We ran Cle Elum 50K yesterday. We got up at 4:30 AM to make it on time for the 8:00 AM start. I was recovering from a respiratory allergy episode and was not sure of whether I would be able to run. I decided to start, and 'play it by ear.'
Just before 8:00 AM, the sun came out from behind the clouds, the air felt clean and fresh, and we all gathered up at the race start. Trail race starting lines are not like road race starting lines. Most of the time, there are fewer runners, it is quieter, there are no balloons, few spectators, and no loud music blasting off powerful speakers.
The first mile is on a paved road, and then there is a left turn that leads to an uphill trail. The next 18 miles are pretty much all uphill, with a few short downhills.
Cle Elum has very dusty narrow trails that are often used by motor cross motorcycles. This makes them very hard on the ankles. It is a good idea to try to run on the side of the trail whenever possible.
The first 12 miles up to the first full aid station went well for me. I was breathing easy, and my legs felt strong. Our friend Laura Houston was volunteering at the 12th mile aid station. She told me that Eric had ran by the station about 30 minutes ago. I filled up my bladder with sports drink, since it was getting warm and the next full aid station was 9 miles away.

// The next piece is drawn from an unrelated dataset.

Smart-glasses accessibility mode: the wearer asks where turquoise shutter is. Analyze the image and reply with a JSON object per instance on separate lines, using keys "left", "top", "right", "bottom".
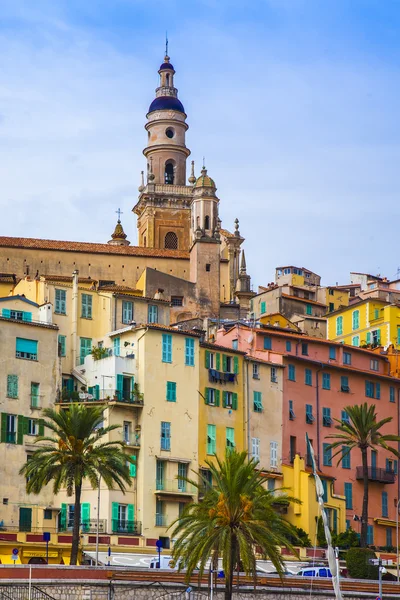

I knew there were 6 miles left for the uphill part of the race, so I just tried to focus on this distance; I would think about the next part of the race when I got there. Long distance running can only be approached like that, one section at a time, otherwise, you just get overwhelmed with the distance. The temperature kept rising, and later I found out that it was about 75 degrees, which is warmer that what I am used to.
The scenery was amazing. It was really clear, so you could see the mountains far away. By this time, the runners are pretty spread out, and I was running by myself most of the time. Some parts get very steep, and you can't really run them. I just hiked them with short quick steps.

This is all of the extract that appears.